2.  Behavioral research by Phillips and colleagues (1973) reported a failure to replicate their achievement place model when positive staff-student relationships were missing.  Now called the teaching family model, relationship-building components are central to this approach.  The staff is trained to begin all corrective teaching interactions with a positive or empathy statement.

3.  Sociological models use peer relationships as the foundation for treatment.  This method is powerful particularly with youth who initially are inclined to trust peers more than adults.  Peer concern rather than peer pressure is the basis for program success.  Adults must model caring relationships and monitor confrontations carefully so students don’t become targets of counteraggression (Brendtro & Ness, 1982).

4.  Ecological models developed by Hobbs (1982) presume that the disturbed youth begins with a belief that most adults cannot be trusted.  Only the people who can break down this barrier of trust can become predictable sources of support, affection, and learning.  In Re-ED programs, “trust…is the glue that holds teaching and learning together, the beginning point of reeducation.”

The emphasis on fostering attachments is also prominent in the middle school movement.  Typically, schedules are designed so frequent and sustained contact between students and teachers is possible.  Maeroff (1990) described one program in which a small team of four or five adults, including teachers, administrators, and counselors, serves 45 students.  Each adult meets twice daily with a smaller advisory group of 8-10 students.  In another middle school, teachers greet their students as the buses arrive.  Bells are eliminated, team-teaching is used, four award assemblies are held throughout the year, and F’s have been changed to U’s (Raebuck, 1990).
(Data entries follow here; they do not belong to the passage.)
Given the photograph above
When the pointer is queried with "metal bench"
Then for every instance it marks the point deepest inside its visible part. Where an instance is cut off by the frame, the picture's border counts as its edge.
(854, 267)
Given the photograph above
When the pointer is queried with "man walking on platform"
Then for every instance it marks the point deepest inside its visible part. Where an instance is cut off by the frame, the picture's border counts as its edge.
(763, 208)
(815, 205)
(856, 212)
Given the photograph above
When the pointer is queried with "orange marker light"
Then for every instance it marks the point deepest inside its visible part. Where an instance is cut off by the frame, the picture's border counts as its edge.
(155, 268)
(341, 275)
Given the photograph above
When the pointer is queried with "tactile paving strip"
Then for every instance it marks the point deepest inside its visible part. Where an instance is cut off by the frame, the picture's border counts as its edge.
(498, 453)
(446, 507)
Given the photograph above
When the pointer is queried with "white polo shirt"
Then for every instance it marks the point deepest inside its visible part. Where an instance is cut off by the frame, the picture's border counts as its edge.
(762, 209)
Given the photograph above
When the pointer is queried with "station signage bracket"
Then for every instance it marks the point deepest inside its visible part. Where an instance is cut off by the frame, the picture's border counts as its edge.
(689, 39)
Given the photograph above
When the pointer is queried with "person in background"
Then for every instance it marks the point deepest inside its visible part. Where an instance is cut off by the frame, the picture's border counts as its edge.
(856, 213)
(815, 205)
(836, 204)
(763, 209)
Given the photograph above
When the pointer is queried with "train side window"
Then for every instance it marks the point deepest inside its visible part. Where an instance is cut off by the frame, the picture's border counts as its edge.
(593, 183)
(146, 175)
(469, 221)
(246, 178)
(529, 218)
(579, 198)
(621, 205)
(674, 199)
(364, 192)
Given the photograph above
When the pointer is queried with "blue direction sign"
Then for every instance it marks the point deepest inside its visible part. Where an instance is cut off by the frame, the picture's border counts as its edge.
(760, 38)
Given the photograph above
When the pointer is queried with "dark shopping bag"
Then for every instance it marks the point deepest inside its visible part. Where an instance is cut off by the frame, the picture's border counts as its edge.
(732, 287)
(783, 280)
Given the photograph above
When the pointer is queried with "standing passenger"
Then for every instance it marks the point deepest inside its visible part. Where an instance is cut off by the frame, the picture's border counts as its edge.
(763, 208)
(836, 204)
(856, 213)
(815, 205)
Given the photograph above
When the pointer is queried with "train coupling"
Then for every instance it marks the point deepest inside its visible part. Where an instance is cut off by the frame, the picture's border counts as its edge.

The celebration of belonging to a caring community is a central theme of effective schools.  O’Gorman, a Catholic high school in Sioux Falls, South Dakota, invites new freshman students to a “unity weekend” retreat over the Labor Day holiday.  Some of the 90 trained senior volunteers welcome the new students, helping them carry sleeping bags and luggage into the school and providing leadership for the weekend activities.  Students from outlying communities who have no preexisting peer relationships at this school receive a special invitation to a picnic and water-slide party hosted by a school counselor and the natural peer helper organization.  Here, too, a strong advising system anchors each student in a close relationship with a small cadre of peers and a teacher-counselor.

Teachers in American schools traditionally have been attached to grade levels or subjects, not to cohorts of students.  In contrast, Norwegian elementary school teachers often progress through the grades, remaining with one group of students for several years.  In like manner, Holweide, a comprehensive secondary school in Cologne, West Germany, assigns teachers to teams of six or eight, which follow the same 120 students over the course of 6 years.  In this structure the beginning and year-end rituals are eliminated, freeing more time for instruction.  These teachers come to know their students in ways that tests never can approach.